I strongly recommend reading some books on numerical analysis. The second volume of Knuth's The Art of Computer Programming has a chapter called "Arithmetic" that is still one of the best sources.

@TomSwirly
read numerical analysis, they said. No way to prevent this, they said.

@maltimore

I should have been more specific.

Yes, I know exact arithmetic is possible in certain limited cases, but it is highly undesirable as the main numeric type in a general purpose programming language, because there are no bounds on how long basic computations like addition or multiplication might take - and it also prevents doing basic things like logarithms or trig functions.

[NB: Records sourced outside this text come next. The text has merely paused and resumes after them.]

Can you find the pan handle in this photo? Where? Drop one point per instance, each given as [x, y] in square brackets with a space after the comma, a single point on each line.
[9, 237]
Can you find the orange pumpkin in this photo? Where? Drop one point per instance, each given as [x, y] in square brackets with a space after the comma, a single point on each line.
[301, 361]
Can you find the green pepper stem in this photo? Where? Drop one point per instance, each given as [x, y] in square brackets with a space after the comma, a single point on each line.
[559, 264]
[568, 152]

Even NASA uses floating point numbers to do their calculations.

1/

@maltimore The fact that Python uses floating point numbers to represent non-integral values is not a bug, so it won't ever get fixed!

There are certainly use-cases for limited and very expensive "exact" arithmetic, but the vast majority of programmers won't ever encounter them.

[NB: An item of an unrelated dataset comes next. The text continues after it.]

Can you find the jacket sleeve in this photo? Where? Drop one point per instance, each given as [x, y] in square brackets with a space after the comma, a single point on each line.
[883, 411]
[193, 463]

@maltimore (Do note that I said that there is no way to prevent this problem "in general" and that is exactly the case.)

@maltimore the stupidity of modern languages of continuing to insist in making numbers be weird instead of actually working as numbers is bonkers, ridiculous and annoys me to no end. Computers and languages should help people do stuff and numbers working properly should be a basic thing that should work. The day I create my language numbers will be numbers and not this.

@vascorsd
learn julia, they said. it handles numbers better, they said.

@vascorsd @maltimore
The problem (particularly in dynamically typed languages like Python) is that any change to type inference would be a major breaking change.
You could create YAL (Yet Another Language) that treats non-integer number literals as decimals instead of floating point, but then you would have other problems to contend with. The ability of a compiler/interpreter to mind-read is limited.

@aserraric @vascorsd
I mean there are programs that handle it just fine, like Mathematica. I assume SageMath too.
I assume handling it properly would be terrible for performance, but I'd rather have a slow, correct language than a fast incorrect one.

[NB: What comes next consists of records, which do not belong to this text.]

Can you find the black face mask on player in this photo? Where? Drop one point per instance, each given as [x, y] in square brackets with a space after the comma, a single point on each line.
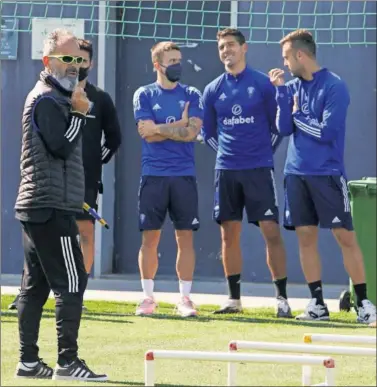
[83, 73]
[173, 72]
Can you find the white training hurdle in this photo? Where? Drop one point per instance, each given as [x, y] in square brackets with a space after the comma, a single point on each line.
[235, 345]
[322, 337]
[231, 358]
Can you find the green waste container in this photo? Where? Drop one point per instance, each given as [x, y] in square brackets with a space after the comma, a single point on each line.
[363, 208]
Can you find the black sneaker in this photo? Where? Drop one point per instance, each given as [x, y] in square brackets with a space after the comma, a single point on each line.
[14, 304]
[77, 370]
[39, 371]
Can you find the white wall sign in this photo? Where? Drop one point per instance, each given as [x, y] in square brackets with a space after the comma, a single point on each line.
[41, 27]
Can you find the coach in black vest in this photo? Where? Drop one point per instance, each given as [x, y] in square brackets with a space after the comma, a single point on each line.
[50, 194]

@maltimore @vascorsd @aserraric In Python the 'decimal' module can handle this, too:

import decimal
decimal.Decimal('0.1')+decimal.Decimal('0.2') == decimal.Decimal('0.3')
True


@diesch @vascorsd @maltimore

Interestingly (or maybe stupidly), decimal.Decimal(0.1)+decimal.Decimal(0.2) == decimal.Decimal(0.3) is False. Apparently, Python loves its floats. I could not find a way to declare a decimal literal, you have to parse it from a string...

@aserraric @diesch @vascorsd
this is a pretty cool resource about how languages handle it, though I wish they'd show the 0.1+0.2==0.3 output for each one too.